Comment 6: Additively manufactured polymer parts are highly sensitive to layer orientation, interlayer adhesion, humidity, creep, and cyclic degradation. Treating the material as if it were homogeneous isotropic stock material likely overestimates safety margins.
Response 6: We agree. A paragraph has been added in Section 2.1.3 explicitly acknowledging that the FEA assumed homogeneous isotropic material properties for PLA+, which represents a known simplification. The anisotropic behavior of fused deposition modeled parts due to layer orientation, interlayer adhesion variability, humidity sensitivity, and cyclic degradation is now discussed, and it is noted that the reported safety factors may overestimate actual structural margins. Future analyses incorporating orthotropic material models calibrated from tensile testing of printed specimens are identified as necessary next steps.

Comment 7: The EMG threshold was set after an MVC trial on one of the authors, and the threshold was fixed at 500 ADC units. This is not a valid basis for claims about elderly or post-stroke rehabilitation, where muscle amplitude, fatigue, spasticity, cocontraction, skin impedance, and signal quality differ substantially.
Response 7: We fully agree. The manuscript now explicitly acknowledges in Section 2.1.4 that the single-subject calibration performed on one of the authors is not generalizable to elderly or post-stroke populations, where muscle weakness, spasticity, co-contraction, and signal variability differ substantially. This limitation is transparently stated, and the calibration is framed exclusively as a proof-of-concept demonstration of the control logic. Future work will implement population-specific calibration protocols based on individual MVC percentage and adaptive thresholding strategies.

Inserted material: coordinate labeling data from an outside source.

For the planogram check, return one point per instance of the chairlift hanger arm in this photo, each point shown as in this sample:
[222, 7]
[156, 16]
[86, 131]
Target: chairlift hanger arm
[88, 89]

Comment 8: Several important cross-disciplinary literatures are missing, like AS&SPO: A Digital Signal Phase Adjustment Method for High-precision Spool Displacement Measurement in Electro-hydraulic Control Valves.
Response 8: We thank the reviewer for this suggestion. Following the journal's revision guidelines (point IV), the authors conducted a critical analysis of the suggested reference. As ExoKnee employs a pneumatic actuation system controlled by EMG threshold detection, the cited work pertains to electro-hydraulic precision valve control, which represents a fundamentally different actuation domain. Its inclusion would not directly enhance the technical content or contextualization of this manuscript. Therefore, the authors have opted not to include this reference. Should the reviewer provide further justification for its relevance to the pneumatic-EMG domain, the authors remain open to reconsideration.

Comment 9: The control is effectively binary ON/OFF, not assist-as-needed control. The device is activated when the filtered signal crosses threshold, then the relay may remain active for up to 5 seconds. That is a very coarse control architecture for gait assistance and may be unsuitable for phase-specific support, smooth torque delivery, or safe interruption.
Response 9: We agree with this observation. A paragraph has been added in Section 2.1.4 explicitly acknowledging that the binary ON/OFF control architecture does not support phase-specific torque modulation, smooth force delivery proportional to muscular effort, or safe mid-cycle interruption. These characteristics are recognized as important requirements for naturalistic gait assistance. The current implementation is now clearly framed as a proof-of-concept demonstration of EMG-triggered pneumatic activation only, and future control architectures incorporating proportional EMG-driven pressure modulation and gait phase detection are identified as necessary next steps.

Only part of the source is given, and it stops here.